„Emilia Galotti“

Mit dem Stück konnte ich mich leider nicht angemessen befassen. Denn nach 8 Jahren Festengagement an einem grossen Haus in Norddeutschland wollte man mich dort nicht länger behalten. Und mich ergriff die Panik.

Um mir die Kündigung nahezulegen, bekam ich zusehens unbedeutende Rollen, wie zum Beispiel den Maler Conti im bürgerlichen Trauerspiel  Emilia Galotti. – Der sagt auf die Frage:“ Wie leben Sie ? Was macht die Kunst ?“ den berühmten Satz: „Die Kunst geht nach Brot.“ – Ich empfand es als hinterfotzig, mich in der Kündigungssituation diesen Satz sagen zu lassen.

Und um dem Ganzen Nachdruck zu verleihen, hat man in dieser Zeit mein Foto im Schaukasten mit dem Banner: Ausverkauft überklebt.

Kein Wunder, dass ich in dieser Zeit schlechte Qualität abgeliefert habe. Wenn sich nach und nach die künstlerische Leitung von einem abwendet, und man im Ensemble isoliert dasteht.

Auf der Abschussliste stehend; Foto: privat

Die Kollegen haben sich von dieser Antistimmung aber nicht anstecken lassen, was nun wirklich für sie spricht.

Für diesen kleinen Auftritt also,  zu Beginn des Stücks, bekam ich eine dunkle Pilzkopfperücke verpasst, natürlich aus Echthaar, wie sich das für ein Haus in dieser Liga gehört, und einen aus der Hand geklebten Bart. Das heisst, hier ist jedes Barthaar einzeln aufgeklebt worden.

Hinter dieser Maske sah es natürlich desolat aus, denn zeitgleich hat mich meine damalige Agentur unsanft vor die Tür gesetzt; ein Unglück kommt selten allein, und gerade in dieser Branche ist der Dominoeffekt sehr gefürchtet.
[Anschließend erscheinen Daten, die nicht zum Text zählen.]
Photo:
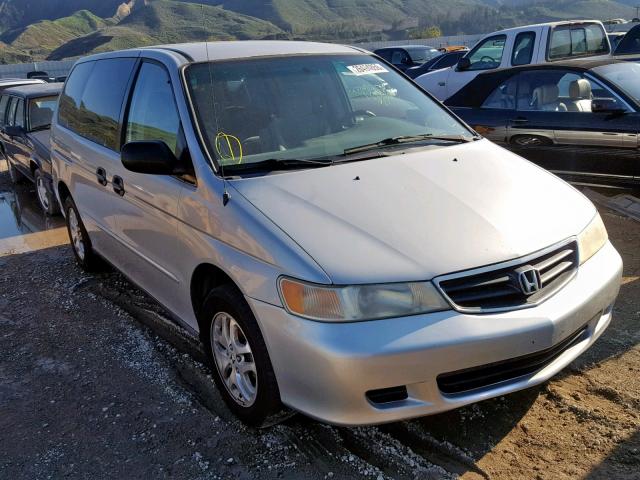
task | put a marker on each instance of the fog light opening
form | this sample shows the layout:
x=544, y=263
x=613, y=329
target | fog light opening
x=387, y=395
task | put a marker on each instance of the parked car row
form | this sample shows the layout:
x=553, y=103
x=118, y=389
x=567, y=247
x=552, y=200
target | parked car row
x=25, y=120
x=556, y=94
x=578, y=119
x=340, y=241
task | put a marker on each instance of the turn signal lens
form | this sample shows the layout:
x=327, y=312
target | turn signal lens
x=592, y=239
x=359, y=302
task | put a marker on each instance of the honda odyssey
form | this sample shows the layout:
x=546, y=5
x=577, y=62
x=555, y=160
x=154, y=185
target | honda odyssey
x=341, y=242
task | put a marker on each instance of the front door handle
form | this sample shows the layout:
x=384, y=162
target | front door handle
x=118, y=185
x=101, y=175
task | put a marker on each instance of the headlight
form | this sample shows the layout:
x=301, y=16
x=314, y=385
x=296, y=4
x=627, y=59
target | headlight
x=592, y=239
x=362, y=302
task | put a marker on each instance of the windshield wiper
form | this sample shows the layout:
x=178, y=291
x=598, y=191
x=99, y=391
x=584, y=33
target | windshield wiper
x=408, y=139
x=273, y=164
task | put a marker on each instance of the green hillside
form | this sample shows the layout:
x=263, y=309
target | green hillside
x=57, y=29
x=166, y=21
x=40, y=38
x=16, y=14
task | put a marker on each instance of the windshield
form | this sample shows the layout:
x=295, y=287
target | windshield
x=630, y=43
x=307, y=107
x=41, y=111
x=624, y=76
x=421, y=55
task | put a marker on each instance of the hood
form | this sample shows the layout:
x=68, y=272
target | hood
x=422, y=214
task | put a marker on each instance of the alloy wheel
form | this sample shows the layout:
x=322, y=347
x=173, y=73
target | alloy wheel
x=75, y=231
x=234, y=359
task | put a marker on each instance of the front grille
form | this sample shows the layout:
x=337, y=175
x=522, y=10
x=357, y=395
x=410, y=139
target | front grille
x=492, y=373
x=499, y=287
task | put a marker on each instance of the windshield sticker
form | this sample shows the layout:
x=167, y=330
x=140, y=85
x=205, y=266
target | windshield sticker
x=367, y=69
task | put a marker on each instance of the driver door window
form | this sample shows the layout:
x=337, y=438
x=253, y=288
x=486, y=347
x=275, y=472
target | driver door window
x=487, y=55
x=153, y=114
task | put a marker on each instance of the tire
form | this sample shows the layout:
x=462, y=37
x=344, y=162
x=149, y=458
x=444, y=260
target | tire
x=46, y=197
x=86, y=257
x=226, y=304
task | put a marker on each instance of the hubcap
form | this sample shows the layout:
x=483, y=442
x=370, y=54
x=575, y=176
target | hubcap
x=234, y=359
x=76, y=234
x=42, y=193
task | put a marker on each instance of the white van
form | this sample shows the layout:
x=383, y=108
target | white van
x=349, y=249
x=531, y=44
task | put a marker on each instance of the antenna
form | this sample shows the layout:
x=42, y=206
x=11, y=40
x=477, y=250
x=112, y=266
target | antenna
x=225, y=195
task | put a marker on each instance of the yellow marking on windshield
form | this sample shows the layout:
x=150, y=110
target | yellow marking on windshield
x=231, y=157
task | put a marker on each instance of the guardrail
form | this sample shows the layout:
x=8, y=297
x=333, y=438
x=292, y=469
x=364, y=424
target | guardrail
x=20, y=70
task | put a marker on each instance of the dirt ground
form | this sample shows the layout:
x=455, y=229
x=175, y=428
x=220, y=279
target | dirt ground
x=95, y=383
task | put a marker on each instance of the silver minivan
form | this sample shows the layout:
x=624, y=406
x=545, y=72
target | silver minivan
x=340, y=241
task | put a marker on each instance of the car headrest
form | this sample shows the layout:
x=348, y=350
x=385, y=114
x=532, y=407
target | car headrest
x=546, y=94
x=579, y=89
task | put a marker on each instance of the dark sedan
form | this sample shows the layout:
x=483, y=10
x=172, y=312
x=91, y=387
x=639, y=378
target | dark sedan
x=25, y=120
x=406, y=56
x=445, y=60
x=579, y=119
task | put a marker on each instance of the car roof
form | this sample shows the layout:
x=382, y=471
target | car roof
x=547, y=24
x=231, y=50
x=405, y=47
x=20, y=81
x=35, y=90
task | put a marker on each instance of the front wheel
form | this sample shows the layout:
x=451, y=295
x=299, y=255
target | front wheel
x=239, y=357
x=79, y=238
x=46, y=197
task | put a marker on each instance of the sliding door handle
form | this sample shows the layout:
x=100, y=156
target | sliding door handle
x=118, y=185
x=101, y=175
Das ist nun schon bald 20 Jahre her, und ich habe diese Schikanen überstanden. Mittlerweile bin ich Vater geworden und Hobbyimker, und habe viele bessere Rollen gespielt, und all das war damals nicht abzusehen. – Und so bleibt von der ganzen Chose nur ein schaler Geschmack im Mund übrig; und gelegentlich Brechreiz, wenn ich an bestimmte Namen denke.